The system’s core architecture was designed to support real time traffic monitoring, data capture, prediction, alert generation, and output controls all within a centralized healthcare environment.

This structure is illustrated in Fig 1, which outlines the end to end flow of data from the network interface to the prediction engine and alerting system. The architecture enables seamless integration of hardware (such as Raspberry Pi), machine learning predictions, and administrative response protocols, forming a complete intrusion detection and response solution.

thumbnail
Fig 1. System architecture diagram of for the system anomaly detection for centralized healthcare.
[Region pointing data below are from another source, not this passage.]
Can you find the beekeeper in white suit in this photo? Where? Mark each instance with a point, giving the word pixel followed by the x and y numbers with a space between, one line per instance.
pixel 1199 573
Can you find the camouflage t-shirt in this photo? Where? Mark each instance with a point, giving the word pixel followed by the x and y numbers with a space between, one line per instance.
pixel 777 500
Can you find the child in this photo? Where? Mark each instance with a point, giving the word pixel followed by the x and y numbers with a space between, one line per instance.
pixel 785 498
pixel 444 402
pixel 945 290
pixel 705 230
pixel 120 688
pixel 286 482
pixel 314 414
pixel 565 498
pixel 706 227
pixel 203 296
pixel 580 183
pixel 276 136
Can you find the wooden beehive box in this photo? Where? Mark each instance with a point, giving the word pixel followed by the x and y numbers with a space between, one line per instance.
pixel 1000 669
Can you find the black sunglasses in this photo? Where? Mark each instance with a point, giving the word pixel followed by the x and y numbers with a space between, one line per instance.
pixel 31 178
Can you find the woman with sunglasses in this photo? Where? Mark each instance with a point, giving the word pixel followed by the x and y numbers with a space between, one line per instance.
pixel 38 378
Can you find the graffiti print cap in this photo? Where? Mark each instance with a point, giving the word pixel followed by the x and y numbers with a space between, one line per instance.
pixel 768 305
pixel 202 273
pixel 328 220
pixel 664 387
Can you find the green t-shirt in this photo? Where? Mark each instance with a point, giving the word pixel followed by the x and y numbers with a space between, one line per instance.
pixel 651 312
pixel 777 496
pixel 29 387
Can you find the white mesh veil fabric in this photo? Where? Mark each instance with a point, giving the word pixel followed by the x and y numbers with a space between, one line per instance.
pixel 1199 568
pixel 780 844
https://doi.org/10.1371/journal.pone.0331123.g001

A. Data preprocessing and feature engineering

The initial step in the methodology involved preprocessing and feature engineering. The dataset underwent a rigorous cleaning process to eliminate missing values, duplicate records, and inconsistent entries. After data cleaning, numerical attributes were standardized and normalized to ensure uniformity in scale. This normalization step was particularly important for machine learning algorithms such as Random Forest, which can be sensitive to varying ranges of input data. In this case, the Min Max scaling method was applied, transforming all features to a scale between 0 and 1. For features that exhibited a Gaussian distribution, Z score normalization was utilized. Furthermore, categorical attributes like protocol types, which are non numeric, were encoded using one hot encoding. This encoding process transformed each categorical variable into a binary vector, enabling the machine learning model to interpret it as numerical input. Feature selection was another critical aspect of the methodology. Given the large number of attributes in the dataset, many of which were redundant or irrelevant, dimensionality reduction techniques such as Principal Component Analysis (PCA) and Recursive Feature Elimination (RFE) were employed. These techniques helped reduce the feature space by identifying the most important variables while maintaining the dataset’s original variability. This step not only improved model performance but also reduced the computational complexity, making the system more efficient for real time applications. In addition to dimensionality reduction, temporal feature engineering was conducted, deriving features such as packet arrival time intervals and flow durations, which helped the model capture temporal dependencies in network traffic.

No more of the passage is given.